Why is that so important to Lessing?
"Because I love her," she said. "I can't say this is my lifelong friend, but I sure wish she had been."
With eyes and smiles
Marlene and Jim's relationship is mostly unspoken now. They always seem to know implicitly what the other is thinking, without words.
"We communicate ... with eyes and smiles," Jim Humay says.
Silence has strengthened their love, not stripped it away. Humay smiles and scrawls "the queen" on her pad regarding how her husband treats her.
"Yeah," Jim Humay grins as his eyes glass over. He reaches over and smoothes the hair on her forehead. "I know you are."
Then he snaps back to being strong and steady. He's a firm believer that those who love his wife can't let ALS beat them. The emotions creep out now and then in the trickle of a tear or a yell of anger when he walks their dog, Madison. There's guilt in those moments of release. It's an unfair advantage.
"Marlene doesn't have those outlets," he said.
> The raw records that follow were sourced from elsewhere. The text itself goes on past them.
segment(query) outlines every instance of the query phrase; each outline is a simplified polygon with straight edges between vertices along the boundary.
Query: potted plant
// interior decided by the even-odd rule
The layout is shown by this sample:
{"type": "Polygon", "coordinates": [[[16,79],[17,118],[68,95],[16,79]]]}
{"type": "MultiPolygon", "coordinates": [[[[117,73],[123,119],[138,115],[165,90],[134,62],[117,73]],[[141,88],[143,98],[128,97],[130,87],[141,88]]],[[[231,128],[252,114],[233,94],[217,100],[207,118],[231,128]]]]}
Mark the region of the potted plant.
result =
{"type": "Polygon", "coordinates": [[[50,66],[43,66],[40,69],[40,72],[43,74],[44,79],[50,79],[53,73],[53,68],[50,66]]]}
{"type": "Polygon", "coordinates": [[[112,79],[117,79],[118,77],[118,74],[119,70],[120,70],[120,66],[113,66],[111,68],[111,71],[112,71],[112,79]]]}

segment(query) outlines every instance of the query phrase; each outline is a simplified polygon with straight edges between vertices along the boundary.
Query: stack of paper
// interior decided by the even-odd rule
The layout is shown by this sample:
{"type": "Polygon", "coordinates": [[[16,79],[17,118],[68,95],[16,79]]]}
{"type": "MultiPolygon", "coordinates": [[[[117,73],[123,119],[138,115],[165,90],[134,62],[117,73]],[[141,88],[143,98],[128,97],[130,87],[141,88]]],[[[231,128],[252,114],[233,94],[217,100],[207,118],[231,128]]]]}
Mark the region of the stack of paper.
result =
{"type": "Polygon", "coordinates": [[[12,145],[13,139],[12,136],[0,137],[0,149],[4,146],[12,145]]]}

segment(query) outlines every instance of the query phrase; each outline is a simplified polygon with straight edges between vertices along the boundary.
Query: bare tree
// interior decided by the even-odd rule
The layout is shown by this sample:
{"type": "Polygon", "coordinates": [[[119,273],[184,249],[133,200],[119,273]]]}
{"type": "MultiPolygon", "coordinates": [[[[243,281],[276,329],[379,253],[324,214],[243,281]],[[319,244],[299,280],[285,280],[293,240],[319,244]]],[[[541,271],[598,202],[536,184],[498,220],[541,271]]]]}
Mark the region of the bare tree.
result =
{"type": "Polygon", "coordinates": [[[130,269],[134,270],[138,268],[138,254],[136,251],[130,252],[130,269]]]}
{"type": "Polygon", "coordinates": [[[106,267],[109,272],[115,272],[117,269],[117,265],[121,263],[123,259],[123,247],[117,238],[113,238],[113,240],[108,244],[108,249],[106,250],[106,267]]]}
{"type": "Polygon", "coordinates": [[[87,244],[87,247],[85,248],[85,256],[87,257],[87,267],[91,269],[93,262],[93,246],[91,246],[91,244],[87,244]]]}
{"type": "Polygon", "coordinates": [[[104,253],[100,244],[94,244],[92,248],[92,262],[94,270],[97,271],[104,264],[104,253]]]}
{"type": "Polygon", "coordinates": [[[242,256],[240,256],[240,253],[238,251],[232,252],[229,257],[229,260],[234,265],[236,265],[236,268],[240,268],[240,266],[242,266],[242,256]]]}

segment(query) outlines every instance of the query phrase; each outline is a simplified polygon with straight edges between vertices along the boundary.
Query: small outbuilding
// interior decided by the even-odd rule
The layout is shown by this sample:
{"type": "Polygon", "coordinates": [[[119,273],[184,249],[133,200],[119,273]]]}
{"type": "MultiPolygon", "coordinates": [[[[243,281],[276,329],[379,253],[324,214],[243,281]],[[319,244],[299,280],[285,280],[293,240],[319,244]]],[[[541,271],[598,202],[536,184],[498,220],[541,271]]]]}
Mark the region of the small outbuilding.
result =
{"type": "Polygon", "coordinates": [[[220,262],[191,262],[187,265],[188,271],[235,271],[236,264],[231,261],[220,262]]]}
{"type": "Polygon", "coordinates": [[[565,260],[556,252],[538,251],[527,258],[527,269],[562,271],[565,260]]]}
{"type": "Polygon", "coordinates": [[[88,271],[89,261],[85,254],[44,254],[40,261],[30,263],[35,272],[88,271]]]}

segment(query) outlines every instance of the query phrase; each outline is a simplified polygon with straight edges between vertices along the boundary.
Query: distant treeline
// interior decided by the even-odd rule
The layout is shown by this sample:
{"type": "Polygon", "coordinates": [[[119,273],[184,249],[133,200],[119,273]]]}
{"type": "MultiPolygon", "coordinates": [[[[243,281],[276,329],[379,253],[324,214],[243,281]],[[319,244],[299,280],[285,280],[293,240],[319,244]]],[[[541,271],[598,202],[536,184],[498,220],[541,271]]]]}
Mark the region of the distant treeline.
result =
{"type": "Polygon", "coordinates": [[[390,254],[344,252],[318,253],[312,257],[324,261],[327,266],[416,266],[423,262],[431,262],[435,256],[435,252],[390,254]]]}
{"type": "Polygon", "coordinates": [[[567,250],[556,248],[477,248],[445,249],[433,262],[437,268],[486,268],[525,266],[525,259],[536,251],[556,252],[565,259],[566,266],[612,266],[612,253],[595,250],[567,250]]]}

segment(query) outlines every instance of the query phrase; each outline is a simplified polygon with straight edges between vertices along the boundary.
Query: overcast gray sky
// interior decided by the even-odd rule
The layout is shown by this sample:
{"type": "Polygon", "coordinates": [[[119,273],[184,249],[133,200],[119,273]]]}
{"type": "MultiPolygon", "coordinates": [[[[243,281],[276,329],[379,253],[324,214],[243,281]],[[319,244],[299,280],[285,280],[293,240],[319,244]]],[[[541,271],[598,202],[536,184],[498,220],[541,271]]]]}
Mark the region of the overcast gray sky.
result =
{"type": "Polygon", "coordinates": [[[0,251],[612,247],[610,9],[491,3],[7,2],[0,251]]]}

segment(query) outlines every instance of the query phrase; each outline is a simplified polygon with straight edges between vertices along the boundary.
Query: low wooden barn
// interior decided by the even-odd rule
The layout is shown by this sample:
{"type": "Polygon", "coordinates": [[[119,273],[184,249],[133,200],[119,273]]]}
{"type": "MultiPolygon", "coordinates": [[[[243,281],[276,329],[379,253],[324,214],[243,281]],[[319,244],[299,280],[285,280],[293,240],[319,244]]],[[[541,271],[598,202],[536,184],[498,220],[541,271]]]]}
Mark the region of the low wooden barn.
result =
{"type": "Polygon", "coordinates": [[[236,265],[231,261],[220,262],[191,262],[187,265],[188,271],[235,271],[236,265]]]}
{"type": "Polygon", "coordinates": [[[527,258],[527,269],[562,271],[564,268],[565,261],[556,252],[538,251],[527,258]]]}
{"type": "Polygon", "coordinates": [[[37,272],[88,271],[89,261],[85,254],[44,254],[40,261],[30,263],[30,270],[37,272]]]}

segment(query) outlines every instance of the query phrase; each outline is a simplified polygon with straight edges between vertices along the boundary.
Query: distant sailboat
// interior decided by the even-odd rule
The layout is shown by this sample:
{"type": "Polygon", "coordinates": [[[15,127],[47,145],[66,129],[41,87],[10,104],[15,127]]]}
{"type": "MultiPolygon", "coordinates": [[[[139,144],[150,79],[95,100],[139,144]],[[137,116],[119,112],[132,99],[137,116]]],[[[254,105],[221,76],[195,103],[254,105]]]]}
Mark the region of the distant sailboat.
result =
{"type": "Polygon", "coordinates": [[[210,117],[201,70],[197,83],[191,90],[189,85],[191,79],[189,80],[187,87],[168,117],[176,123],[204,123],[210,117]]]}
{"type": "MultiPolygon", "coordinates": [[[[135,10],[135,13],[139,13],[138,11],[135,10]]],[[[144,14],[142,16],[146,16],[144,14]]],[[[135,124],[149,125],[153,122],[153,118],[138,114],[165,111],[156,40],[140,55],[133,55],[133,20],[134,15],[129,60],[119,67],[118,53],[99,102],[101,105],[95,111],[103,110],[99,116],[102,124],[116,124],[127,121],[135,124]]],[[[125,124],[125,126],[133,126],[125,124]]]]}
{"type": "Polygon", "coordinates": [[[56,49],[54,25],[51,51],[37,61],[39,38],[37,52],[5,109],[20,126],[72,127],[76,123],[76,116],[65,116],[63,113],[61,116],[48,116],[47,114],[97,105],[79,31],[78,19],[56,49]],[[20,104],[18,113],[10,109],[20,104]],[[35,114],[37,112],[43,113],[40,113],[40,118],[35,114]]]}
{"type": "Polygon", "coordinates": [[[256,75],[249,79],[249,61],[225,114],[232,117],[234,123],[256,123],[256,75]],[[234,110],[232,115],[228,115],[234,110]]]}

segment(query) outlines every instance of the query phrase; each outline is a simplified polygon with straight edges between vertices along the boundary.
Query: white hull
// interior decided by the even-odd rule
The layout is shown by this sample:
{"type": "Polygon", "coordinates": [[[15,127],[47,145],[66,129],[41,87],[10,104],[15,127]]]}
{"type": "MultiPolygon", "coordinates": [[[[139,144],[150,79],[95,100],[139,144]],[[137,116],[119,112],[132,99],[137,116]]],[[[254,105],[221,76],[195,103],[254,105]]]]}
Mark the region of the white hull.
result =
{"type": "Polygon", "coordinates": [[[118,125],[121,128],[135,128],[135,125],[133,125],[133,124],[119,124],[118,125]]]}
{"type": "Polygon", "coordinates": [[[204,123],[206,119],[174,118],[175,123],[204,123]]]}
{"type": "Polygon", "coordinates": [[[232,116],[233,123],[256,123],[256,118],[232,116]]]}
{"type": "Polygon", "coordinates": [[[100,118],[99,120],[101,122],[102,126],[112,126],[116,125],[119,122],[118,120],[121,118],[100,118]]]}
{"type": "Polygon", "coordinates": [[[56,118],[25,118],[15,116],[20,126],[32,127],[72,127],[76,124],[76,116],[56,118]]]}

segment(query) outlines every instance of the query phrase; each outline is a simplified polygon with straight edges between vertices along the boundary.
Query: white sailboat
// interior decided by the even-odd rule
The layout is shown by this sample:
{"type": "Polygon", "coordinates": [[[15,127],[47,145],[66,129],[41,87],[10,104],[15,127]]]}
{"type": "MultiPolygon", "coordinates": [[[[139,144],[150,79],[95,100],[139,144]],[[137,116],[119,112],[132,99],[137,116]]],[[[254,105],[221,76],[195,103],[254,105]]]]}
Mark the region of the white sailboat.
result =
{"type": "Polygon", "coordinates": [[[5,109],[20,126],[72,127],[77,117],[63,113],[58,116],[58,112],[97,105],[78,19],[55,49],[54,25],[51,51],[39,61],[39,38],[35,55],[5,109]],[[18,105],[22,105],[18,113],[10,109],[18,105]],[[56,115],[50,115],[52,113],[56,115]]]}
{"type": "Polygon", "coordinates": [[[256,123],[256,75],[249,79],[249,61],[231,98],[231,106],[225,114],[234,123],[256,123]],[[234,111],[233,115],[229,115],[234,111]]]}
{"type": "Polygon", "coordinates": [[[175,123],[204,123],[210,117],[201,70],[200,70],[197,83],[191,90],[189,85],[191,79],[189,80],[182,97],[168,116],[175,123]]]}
Jim Humay is her sole caregiver. He dresses and bathes her, adjusts her in chairs, gets her up and down the stairs, makes sure she's got all her daily nutrients. He's with her in all her moods, powerless against the deterioration of the woman he's loved for decades. Eventually the disease will get to the muscles surrounding Humay's lungs. When they stop working, she doesn't want to be on a ventilator.
"There's a little bit of denial each day," Jim Humay said. "A little bit of anger each day, some bargaining and some depression. And, every once in awhile, there's some acceptance. We just get the best out of each day that we can."
This year, on Sept. 11, while the nation mourned loss, Marlene and Jim Humay celebrated hope. The couple, along with more than 100 of "Mar's Angel's," participated in the ALS Walk4Life in Chicago. Humay completed the walk in her chair with her husband pushing and their dog leading the way. "Mar's Angels" alone raised more than $10,000 for the cause.
"Not for me," Marlene Humay writes. "(For) other moms and dads. (So) they can dance with (their) sons and daughters, too."